Allison DOUPE Obituary
ALLISON DOUPE MD,PhD
Our beloved brilliant daughter Allison died at her home in San Francisco on October 24, 2014, of cancer. This obituary is to finally inform our friends, family, neighbours, especially in Canada, who may have missed the tide of tributes to Allison's greatness in the neuroscience world.
Allison was for more than two decades in the University of California San Francisco's departments of Psychiatry and Physiology, and neuroscience, an outstanding neurobiologist (her Harvard PhD) and a deeply sensitive practising psychiatrist (her Harvard MD and UCLA specialization). These two grand regions of biology, of brain and mind, have striven increasingly for unity in the modern era, and Allison's life work was an important part in that effort.

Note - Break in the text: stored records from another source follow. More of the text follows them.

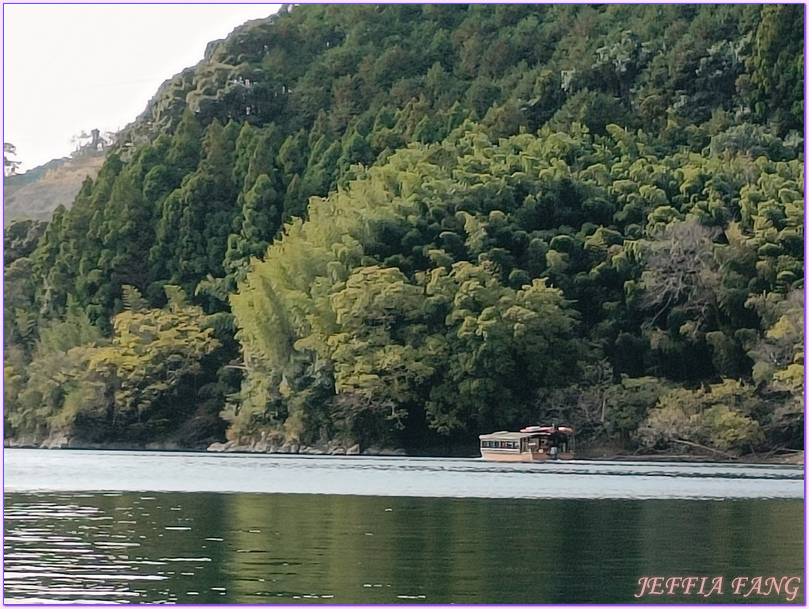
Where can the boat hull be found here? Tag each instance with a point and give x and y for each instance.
(526, 457)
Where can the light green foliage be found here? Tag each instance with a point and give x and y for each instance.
(629, 210)
(717, 417)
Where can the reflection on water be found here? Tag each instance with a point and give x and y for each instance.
(135, 547)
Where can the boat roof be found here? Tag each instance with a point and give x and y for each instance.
(505, 435)
(517, 435)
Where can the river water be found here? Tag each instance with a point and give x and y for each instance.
(150, 527)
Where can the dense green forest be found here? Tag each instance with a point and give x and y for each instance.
(403, 225)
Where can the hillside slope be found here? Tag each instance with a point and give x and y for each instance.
(37, 193)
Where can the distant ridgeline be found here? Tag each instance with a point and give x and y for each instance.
(403, 225)
(35, 194)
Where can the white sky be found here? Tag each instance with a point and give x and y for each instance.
(69, 68)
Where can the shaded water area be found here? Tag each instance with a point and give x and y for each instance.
(165, 534)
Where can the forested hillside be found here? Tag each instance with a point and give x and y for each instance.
(404, 225)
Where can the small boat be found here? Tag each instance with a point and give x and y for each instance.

Allison's and her students' revealing of the neural basis of songbirds' song learning, and its very close similarity to language learning in humans, has become a central model for understanding this key process in species who learn and need to practise to do so.
All who know Allison have remarked her unquenchable intellect, and yet her still nurturing and caring leading of her juniors and fellows. And her strong encouragement of women in science.
Her natural kindness warmed and embraced all of us who shared and observed the cut-too-short life which we ran beside and certainly behind her. The same is true of her not-behind (she always said 'ahead') husband and fellow UCSF neuroscientist Michael Brainard. And their age-ten twin sons Sam and Alec. All have had Allison's best years as their intellectual and spiritual best example.
Published by The Globe and Mail on Jan. 17, 2015.